The week-long gathering of the 140 nations of the Vienna-based International Atomic Energy Agency, founded in 1957, includes a three-day seminar on finding a way for nations to get fuel for their nuclear reactors but not the technology required to make atom bombs.     

 

German Foreign Minister Frank-Walter Steinmeier proposed setting up uranium enrichment centres under UN control to end nuclear disputes like the one over Iran, the daily Handelsblatt said in an advance extract of its Monday edition.     

 

Steinmeier said such centres could be used by several nations and placed under control of the watchdog IAEA.   

 

"Interested countries like Iran could in this way obtain nuclear fuel for civilian use under strict control," Steinmeier said.     

 

"It could be financed by countries that claim the right to buy nuclear fuel," he added.      

 

Steinmeier said the IAEA had the right to build and run such a fuel bank.              

 

The IAEA conference comes with the United States seeking United Nations sanctions against Iran for violating a UN deadline, verified by the IAEA, for Tehran to halt uranium enrichment, which the West fears could be used to help develop nuclear weapons.            

 

EU foreign policy representative Javier Solana and Iranian top nuclear negotiator Ali Larijani are at the same time pursuing a last-ditch effort to strike a nuclear deal that will lead to negotiations instead of sanctions.   

 

US Energy Secretary Samuel Bodman, former US senator Sam Nunn and Russian atomic agency director Sergei Kirienko will attend the nuclear fuel forum, as well as the conference.
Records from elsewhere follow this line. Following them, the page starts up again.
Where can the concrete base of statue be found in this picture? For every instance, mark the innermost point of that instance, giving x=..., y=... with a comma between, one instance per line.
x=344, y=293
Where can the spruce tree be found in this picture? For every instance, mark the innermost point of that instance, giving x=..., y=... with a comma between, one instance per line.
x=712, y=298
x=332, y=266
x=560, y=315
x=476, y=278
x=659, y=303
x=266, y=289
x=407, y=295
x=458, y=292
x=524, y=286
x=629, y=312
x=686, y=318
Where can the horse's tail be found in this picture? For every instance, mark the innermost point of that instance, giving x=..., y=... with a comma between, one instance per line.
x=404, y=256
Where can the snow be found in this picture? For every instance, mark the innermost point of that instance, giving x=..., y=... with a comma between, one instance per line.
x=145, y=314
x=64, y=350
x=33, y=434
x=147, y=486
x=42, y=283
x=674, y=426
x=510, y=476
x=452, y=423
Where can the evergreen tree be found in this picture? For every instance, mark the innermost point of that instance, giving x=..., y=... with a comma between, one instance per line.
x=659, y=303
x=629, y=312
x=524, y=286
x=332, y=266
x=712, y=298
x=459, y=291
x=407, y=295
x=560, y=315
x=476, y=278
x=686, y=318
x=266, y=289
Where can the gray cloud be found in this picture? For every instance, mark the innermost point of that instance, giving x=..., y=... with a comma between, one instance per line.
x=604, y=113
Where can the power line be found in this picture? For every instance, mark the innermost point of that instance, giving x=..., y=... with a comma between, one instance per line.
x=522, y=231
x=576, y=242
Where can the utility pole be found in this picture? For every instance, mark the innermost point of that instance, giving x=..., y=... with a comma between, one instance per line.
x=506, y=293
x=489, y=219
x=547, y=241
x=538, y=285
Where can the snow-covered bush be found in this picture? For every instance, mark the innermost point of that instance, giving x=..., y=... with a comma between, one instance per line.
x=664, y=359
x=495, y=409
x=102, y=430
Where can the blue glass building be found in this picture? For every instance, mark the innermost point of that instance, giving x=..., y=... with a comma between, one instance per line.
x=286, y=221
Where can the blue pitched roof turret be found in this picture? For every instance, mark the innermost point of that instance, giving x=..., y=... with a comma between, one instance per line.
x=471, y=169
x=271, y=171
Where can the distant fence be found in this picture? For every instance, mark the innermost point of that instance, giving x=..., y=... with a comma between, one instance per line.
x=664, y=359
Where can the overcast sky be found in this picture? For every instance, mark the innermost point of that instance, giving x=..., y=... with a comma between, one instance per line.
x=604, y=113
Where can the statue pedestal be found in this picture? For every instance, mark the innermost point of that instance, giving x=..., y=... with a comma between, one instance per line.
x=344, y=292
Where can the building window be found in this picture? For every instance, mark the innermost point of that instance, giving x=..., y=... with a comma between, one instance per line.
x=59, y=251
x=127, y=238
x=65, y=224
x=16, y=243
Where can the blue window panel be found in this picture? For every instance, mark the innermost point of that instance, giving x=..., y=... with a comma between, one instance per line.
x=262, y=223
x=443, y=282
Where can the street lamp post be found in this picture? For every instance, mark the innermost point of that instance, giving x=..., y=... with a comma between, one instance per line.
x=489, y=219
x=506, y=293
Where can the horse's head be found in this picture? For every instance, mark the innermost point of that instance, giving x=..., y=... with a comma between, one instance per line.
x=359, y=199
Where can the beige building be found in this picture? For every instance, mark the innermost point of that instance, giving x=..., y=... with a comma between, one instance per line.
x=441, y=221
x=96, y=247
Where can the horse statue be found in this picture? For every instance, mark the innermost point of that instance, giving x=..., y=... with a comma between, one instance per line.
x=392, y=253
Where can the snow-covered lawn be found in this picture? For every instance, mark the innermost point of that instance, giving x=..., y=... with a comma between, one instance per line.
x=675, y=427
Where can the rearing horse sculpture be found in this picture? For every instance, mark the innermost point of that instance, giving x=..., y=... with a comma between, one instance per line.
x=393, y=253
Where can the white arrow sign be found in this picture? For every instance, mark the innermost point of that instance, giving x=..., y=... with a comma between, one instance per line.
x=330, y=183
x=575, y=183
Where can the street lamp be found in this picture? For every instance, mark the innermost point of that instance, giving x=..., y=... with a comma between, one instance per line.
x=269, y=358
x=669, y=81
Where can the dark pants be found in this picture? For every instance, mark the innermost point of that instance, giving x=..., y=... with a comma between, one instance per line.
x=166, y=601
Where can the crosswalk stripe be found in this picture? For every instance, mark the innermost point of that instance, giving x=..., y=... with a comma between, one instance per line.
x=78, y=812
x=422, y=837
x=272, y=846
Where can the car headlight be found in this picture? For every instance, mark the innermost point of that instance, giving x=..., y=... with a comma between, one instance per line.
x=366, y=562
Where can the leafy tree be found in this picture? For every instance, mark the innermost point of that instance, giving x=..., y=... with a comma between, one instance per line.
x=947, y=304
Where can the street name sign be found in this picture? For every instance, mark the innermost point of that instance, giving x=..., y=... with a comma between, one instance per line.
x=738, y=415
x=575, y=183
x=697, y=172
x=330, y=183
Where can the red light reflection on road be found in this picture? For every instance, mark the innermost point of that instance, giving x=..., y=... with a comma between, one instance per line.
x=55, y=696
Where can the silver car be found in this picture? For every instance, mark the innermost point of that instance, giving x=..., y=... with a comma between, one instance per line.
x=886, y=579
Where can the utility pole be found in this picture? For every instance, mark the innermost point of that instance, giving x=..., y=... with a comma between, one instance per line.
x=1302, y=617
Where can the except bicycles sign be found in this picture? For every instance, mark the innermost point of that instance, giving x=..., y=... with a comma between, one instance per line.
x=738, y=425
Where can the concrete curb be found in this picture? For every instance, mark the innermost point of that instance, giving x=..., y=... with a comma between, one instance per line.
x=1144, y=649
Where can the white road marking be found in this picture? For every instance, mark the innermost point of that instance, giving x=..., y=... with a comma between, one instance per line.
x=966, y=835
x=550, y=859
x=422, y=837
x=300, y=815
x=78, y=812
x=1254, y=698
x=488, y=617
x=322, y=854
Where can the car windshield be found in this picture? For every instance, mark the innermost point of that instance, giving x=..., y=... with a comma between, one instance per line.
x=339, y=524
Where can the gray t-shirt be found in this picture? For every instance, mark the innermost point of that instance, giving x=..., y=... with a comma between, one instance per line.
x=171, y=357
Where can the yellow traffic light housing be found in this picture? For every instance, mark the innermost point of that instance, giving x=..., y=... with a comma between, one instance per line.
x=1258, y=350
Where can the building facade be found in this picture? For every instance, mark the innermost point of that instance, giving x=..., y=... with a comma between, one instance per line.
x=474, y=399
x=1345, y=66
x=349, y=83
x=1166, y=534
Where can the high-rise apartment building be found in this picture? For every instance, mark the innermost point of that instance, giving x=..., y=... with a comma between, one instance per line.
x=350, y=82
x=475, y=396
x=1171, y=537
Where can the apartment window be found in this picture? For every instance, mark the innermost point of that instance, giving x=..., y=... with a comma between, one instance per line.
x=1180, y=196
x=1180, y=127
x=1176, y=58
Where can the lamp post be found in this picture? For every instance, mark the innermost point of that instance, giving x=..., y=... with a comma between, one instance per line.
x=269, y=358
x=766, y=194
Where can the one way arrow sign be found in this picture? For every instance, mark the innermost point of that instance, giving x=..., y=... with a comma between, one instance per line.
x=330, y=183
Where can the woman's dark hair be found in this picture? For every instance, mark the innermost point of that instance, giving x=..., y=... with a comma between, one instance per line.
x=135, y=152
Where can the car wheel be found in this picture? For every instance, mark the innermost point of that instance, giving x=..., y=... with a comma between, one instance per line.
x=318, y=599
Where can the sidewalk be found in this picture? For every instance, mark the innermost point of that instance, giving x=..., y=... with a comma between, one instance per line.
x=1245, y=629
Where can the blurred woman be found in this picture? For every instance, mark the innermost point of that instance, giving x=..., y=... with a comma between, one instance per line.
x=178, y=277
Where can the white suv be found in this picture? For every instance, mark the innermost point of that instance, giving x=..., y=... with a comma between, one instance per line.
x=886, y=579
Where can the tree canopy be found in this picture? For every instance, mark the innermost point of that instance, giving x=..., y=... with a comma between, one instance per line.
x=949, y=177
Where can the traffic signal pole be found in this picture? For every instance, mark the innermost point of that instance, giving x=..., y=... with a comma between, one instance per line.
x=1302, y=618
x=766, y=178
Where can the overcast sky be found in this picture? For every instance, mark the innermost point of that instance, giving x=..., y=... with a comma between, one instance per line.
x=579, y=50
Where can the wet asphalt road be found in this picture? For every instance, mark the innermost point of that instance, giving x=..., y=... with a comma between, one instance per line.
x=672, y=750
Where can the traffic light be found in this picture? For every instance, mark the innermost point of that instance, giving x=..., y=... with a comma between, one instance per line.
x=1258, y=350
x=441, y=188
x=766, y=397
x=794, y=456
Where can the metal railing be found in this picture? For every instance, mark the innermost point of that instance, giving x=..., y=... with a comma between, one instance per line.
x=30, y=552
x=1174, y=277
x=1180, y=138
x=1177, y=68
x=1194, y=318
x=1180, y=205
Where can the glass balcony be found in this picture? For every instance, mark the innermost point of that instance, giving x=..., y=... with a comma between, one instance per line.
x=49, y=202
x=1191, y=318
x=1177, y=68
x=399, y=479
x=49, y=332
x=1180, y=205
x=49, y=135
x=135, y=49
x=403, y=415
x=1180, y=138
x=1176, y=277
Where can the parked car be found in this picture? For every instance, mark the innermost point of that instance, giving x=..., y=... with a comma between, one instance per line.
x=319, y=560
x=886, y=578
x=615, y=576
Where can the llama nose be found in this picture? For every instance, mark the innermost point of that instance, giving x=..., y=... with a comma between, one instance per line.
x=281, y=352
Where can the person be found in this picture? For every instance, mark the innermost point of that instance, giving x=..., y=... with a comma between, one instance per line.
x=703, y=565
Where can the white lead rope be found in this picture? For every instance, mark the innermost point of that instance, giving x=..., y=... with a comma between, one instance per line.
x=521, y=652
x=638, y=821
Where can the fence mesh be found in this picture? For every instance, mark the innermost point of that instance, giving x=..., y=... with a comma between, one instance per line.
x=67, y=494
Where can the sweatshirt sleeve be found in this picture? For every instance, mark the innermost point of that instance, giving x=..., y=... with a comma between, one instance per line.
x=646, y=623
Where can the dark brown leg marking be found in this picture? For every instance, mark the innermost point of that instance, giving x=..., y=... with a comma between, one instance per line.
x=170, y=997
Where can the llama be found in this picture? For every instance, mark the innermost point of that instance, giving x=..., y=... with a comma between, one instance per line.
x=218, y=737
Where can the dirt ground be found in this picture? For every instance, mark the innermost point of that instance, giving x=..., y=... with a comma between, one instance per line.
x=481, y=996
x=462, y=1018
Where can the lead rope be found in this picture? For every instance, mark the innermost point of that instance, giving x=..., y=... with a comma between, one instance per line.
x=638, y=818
Iranian Vice President Gholamreza Aghazadeh is coming to the conference, IAEA spokesman Peter Rickwood said.       

 

Both the United States and Russia have announced their willingness to make nuclear material available for a fuel bank.      

 

"I want to make sure that every country that is a bona fide user of nuclear energy and that is fulfilling its non-proliferation obligations is getting fuel," IAEA chief Mohamed ElBaradei said in a press release.           

 

On the Middle East issue, "it looks as if the pot could finally boil over this year," a Western diplomat said about Arab efforts to get a resolution passed at the conference on "Israeli capability and threat."        

 

In past years, Arab countries have attacked the Jewish state for allegedly possessing nuclear weapons and tried to pass this resolution, which asks Israel, which has not signed the nuclear Non-Proliferation Treaty, to place its atomic facilities under NPT safeguards.             

 

Israel neither confirms nor denies reports that it has some 200 atom bombs.         

 

The debate over this has given Middle Eastern states a chance to use the IAEA conference as a chance to vent their frustration at why Iran is being attacked for having alleged nuclear capabilities while the IAEA does not act similarly against Israel.     

 

Traditionally, a resolution is introduced but then withdrawn and postponed to the following year, in return for Israel agreeing to a call for a nuclear weapons-free zone in the Middle East.        

 

But a Middle Eastern diplomat said "this year will be different."    

 

The diplomat said that "many are fed up with double standards," especially as Iran has been referred to the UN Security Council.              

 

In addition, there are "regional circumstances," the diplomat said, referring to Israel's bombardment of Lebanon, which has made Arab nations furious.          

 

"Because of these things, it is only fair that Israel be put under the spotlight," the diplomat said.